FIG. 2 is a front sectional view of a main part of the inkjet head of FIG. 1;

FIG. 3 is a schematic plan view of a printed board of the inkjet head of FIG. 1;

FIG. 4 is a schematic plan view of a printed circuit board of an inkjet head to which a second embodiment of the inkjet head according to the invention is applied.

FIG. 5 is a schematic plan view of a printed circuit board of an ink jet head to which a third embodiment of the ink jet head of the present invention is applied.

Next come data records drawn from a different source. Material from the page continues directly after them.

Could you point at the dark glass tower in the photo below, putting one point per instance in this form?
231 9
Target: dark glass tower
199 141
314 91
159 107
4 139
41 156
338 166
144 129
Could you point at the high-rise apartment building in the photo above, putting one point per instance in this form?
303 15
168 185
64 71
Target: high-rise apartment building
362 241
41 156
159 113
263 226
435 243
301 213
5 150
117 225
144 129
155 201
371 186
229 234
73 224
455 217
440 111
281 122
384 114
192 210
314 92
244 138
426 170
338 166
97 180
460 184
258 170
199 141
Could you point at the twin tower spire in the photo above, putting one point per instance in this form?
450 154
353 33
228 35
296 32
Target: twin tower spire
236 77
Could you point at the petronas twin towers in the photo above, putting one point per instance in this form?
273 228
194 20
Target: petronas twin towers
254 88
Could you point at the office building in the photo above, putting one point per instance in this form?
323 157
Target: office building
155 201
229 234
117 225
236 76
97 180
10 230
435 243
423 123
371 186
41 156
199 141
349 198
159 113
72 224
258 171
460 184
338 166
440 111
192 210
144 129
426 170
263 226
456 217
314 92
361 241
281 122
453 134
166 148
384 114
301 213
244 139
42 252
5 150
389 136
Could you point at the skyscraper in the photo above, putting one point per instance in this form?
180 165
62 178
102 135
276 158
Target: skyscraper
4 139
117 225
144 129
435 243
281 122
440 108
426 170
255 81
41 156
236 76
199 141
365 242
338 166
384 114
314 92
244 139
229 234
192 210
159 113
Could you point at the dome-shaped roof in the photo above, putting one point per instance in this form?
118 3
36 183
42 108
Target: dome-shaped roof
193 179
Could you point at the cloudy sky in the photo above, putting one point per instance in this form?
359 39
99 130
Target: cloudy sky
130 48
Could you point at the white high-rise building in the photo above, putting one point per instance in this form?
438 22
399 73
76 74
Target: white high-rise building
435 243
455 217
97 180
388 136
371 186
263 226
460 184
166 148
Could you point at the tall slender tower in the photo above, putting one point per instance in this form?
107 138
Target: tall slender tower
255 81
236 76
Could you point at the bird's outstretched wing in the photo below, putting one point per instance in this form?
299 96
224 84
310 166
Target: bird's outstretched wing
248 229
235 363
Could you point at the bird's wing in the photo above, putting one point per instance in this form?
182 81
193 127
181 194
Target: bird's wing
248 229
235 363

FIG. 6 is a schematic plan view of a printed circuit board of an inkjet head to which an inkjet head according to a fourth embodiment of the present invention is applied.

[Explanation of symbols]

 DESCRIPTION OF SYMBOLS 1 Ink jet head 2 Joint part 3 Filter 4 Frame 5 Electrostatic actuator 6 Nozzle substrate 7 Actuator unit 8 Electrode substrate 9 Vibrating plate substrate 10 Liquid chamber substrate 11 Vibrating plate 12 Individual electrode 13 Printed circuit board 14 Pressurized liquid chamber 15 Common liquid chamber 16 Liquid resistance 17 Nozzle hole 18 Ink flow path 19 Insertion groove 20 Driver IC 21, 22 Adhesive 31, 32 Driver IC 33 Input terminal group 34 Output terminal group 40, 50, 60 Printed circuit boards 41, 42, 51, 52, 61, 62 Driver IC 43, 53, 63 Input terminal group 44, 54, 64 Output terminal group 35, 36, 45, 46 Power supply line pattern 55, 56, 65, 66 Drive pulse pattern line

Claims (4)

[Claims] A pressurized liquid chamber communicating with the nozzle; a pressurized liquid chamber communicating with the nozzle; and a part of the pressurized liquid chamber formed in each of the pressurized liquid chambers. A vibrating plate substrate on which a plurality of vibrating plates for applying pressure to ink are formed, an electrode substrate on which individual electrodes are formed with a small gap at a position facing the vibrating plate, and a drive for applying a voltage to the individual electrodes And a printed board provided with elements, wherein the printed board is provided with a plurality of drive elements, and a power supply line for inputting a drive voltage for operating the plurality of drive elements,
An ink jet head, which is provided individually. 2. The printed circuit board, wherein a power supply input terminal for externally inputting a drive voltage for operating the drive element is provided commonly to the plurality of drive elements. 2. The ink jet head according to claim 1, wherein the drive voltage is supplied to each of the plurality of drive elements by a separate power supply line. 3. A nozzle substrate on which a plurality of nozzles for discharging ink are formed, a pressurized liquid chamber communicating with the nozzle, and a part of the pressurized liquid chamber, wherein a part of the pressurized liquid chamber is formed. A diaphragm substrate on which a plurality of diaphragms for applying pressure to ink are formed, an electrode substrate on which individual electrodes are formed with a small gap at a position facing the diaphragm, and a drive pulse is applied to the individual electrodes. A printed circuit board provided with a driving element, and an ink jet head comprising: a plurality of driving elements provided on the printed circuit board; and a signal line for inputting the driving pulse to the plurality of driving elements.
An ink jet head, which is provided individually. 4. The printed circuit board, wherein a drive pulse input terminal for inputting the drive pulse from the outside is provided in common for the plurality of drive elements, and the individual drive pulse input terminals are provided from the common drive pulse input terminal. 4. The ink jet head according to claim 3, wherein the drive pulse is supplied to each of the plurality of drive elements via a signal line.